En la continuidad de los ciclos de charlas que propone el Ministerio de Educación, Ciencia y Tecnología, encabezados por el ministro Miguel Sedoff; en esta oportunidad la entrevistada será la arquitecta Rosan Bosch quien ha introducido el pensamiento de tomar los entornos formativos como elementos de aprendizaje dentro de una concepción de educación creativa. El encuentro será el martes 16 de junio, a las 10.

Rosan Bosch (Utrecht, 29 de noviembre de 1969) es una artista que trabaja en la intersección del arte, el diseño y la arquitectura. Es la fundadora y directora creativa de Rosan Bosch Studio. El estudio, con sede en Copenhague, Dinamarca, es reconocido a nivel internacional por sus icónicos diseños donde lo utilizan como una herramienta de aprendizaje.

Rosan Bosch Studio ha diseñado entornos de aprendizaje como la Academia Privada Sheikh Zayed en Abu Dhabi, la escuela sueca de Vittra Telefonplan, la escuela IB Western Academy of Beijing en China y Liceo Europa en España, entre otros. Un concepto clave en el diseño de Rosan Bosch es el de entornos de aprendizaje diferenciados, en particular el diseño, por el que es reconocida internacionalmente.

En lugar de contar con clases tradicionales, Bosch ha diseñado un paisaje de aprendizaje abierto en estas escuelas, con muebles customizados que crean zonas para situaciones de aprendizaje diferenciadas, con la intención de estimular la curiosidad y creatividad de los niños.
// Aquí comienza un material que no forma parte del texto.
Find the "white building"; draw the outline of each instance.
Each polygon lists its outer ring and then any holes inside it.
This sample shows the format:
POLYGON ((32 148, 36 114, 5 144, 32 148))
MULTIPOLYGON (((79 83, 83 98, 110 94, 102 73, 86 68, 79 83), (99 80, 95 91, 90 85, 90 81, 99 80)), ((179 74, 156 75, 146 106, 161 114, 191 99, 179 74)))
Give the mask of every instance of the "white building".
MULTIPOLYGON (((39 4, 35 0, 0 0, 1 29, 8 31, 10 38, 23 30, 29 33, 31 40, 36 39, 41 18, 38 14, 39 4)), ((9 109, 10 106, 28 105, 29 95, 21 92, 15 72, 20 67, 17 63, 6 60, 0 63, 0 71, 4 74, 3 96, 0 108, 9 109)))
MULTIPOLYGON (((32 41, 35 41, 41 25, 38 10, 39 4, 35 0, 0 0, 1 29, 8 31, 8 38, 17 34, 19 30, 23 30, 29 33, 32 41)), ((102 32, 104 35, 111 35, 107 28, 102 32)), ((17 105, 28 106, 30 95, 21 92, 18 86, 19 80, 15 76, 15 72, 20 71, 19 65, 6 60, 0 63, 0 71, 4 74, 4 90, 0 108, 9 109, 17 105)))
En 2018, Bosch publicó el libro «Diseñar un mundo mejor empieza en la escuela», en el que introduce seis principios de diseño para entornos de aprendizaje diferenciados.

Punto de vista

¿En qué consisten los espacios educativos que propone la arquitecta de Utrech? En sintonía con el nuevo paradigma educativo que apuesta por las pedagogías activas, el espacio debe evolucionar “hacia entornos más placenteros, más abiertos, flexibles y, en definitiva, capaces de integrar el aprendizaje con la dimensión sensorial y emocional”. Para Bosch, es innegable que “el entorno físico influye en el estado emocional y en el comportamiento de alumnos y docentes”.

Si entramos en una escuela Vittra, veremos que las aulas prácticamente no existen: pequeños y mayores circulan libremente y trabajan en sofás, sentados en cojines o, incluso, tumbados en el suelo. Por ello, el diseño interior se cuida al milímetro, para ofrecer espacios diáfanos (la mayoría de paredes son de cristal), cómodos y motivadores, que no ‘encierran’ ni a los alumnos ni a sus ideas. La transformación es profunda y, evidentemente, requiere cambios de organización en los centros. Pero Bosch defiende que “pequeñas modificaciones en el color, la luz o las formas pueden hacer la diferencia”. El objetivo se centra en la diversión (reivindica la importancia del juego como impulsor de aprendizaje), la creación y la compartición; el espacio físico debe “servir” a estas tres premisas.